In 2013, Magnus journeys to Chennai, India, to face off against the reigning World Chess Champion, Viswanathan Anand, and their duel is terrifically suspenseful, with a mythological undercurrent. Anand, 20 years older than Magnus, still has the air of a boyish geek, and in his own way he’s a revolutionary: the first superstar of chess to have immersed himself in studying the game through computers. Anand has an entire team of Grandmasters working for him, and they use digital programs to deconstruct Magnus’s games. So even though the match will be mano a mano, it offers a twist on the proverbial man-vs.-computer chess question (which one is smarter?). In this case, Anand is the computer — he’s absorbed its knowledge into his own data bank. He’s an encyclopedic warrior of preparation. It’s Magnus’s challenge to undermine that mechanism by confronting Anand with enough assaultive surprise to disarm him.

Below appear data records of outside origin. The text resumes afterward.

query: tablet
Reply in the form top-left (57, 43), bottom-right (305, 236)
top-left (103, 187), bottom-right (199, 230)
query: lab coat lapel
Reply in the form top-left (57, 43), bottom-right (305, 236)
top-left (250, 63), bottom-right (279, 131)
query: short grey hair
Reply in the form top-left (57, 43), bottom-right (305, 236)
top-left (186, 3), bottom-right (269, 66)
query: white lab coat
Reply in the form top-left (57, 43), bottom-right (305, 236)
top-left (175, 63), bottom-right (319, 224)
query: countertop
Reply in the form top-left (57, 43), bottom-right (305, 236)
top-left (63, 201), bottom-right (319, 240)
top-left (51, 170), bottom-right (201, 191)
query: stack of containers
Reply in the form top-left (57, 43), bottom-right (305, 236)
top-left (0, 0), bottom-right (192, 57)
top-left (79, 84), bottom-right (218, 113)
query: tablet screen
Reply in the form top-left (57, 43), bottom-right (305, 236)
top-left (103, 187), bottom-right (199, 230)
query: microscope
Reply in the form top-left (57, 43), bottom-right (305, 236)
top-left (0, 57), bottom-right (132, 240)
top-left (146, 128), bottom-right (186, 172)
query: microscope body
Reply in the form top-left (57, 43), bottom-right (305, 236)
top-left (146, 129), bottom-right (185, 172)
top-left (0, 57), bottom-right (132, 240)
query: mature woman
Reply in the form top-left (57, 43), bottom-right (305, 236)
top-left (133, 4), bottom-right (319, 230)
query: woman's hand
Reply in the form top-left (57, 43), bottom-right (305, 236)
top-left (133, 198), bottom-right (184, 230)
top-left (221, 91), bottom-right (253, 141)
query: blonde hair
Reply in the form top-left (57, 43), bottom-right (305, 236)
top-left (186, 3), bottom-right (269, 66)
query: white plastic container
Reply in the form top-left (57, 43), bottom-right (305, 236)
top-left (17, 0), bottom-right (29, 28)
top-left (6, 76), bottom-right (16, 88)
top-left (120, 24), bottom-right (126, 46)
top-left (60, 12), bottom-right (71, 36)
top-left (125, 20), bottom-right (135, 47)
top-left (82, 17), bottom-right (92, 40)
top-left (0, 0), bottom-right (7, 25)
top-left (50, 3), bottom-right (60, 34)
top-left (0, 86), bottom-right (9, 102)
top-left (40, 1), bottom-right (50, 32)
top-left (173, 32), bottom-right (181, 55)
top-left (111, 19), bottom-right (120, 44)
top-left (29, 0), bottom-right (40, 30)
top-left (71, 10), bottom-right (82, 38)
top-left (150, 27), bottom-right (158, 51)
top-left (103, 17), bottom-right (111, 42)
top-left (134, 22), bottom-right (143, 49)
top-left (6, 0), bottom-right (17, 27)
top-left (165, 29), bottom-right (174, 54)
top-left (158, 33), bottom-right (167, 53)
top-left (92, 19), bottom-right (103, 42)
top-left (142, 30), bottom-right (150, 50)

It’s kind of like a boxing movie, but there’s a quirk built into any chess documentary: We can’t tell, from moment to moment, what’s going on in the games. The players speak an intellectual language we don’t. The story gets told, instead, by the players’ faces, and what happens in “Magnus” is that Magnus, after a few tentative games, winds up destroying Adnan by forcing him out of his computer-trained comfort zone. It’s galvanizing to see. One of the reasons that chess champions are such charismatic figures is that even though they belong to an elite club, they tell us something fundamental about ourselves, and our species. No one really knows why Bobby Fischer went off his rocker, but maybe one reason is that he was the first chess player to enter a certain stratosphere of perception. Magnus Carlsen, who is now the highest ranked player in the history of the game, lives in that same stratosphere, but with far more ease. That’s not just intelligence — it’s evolution.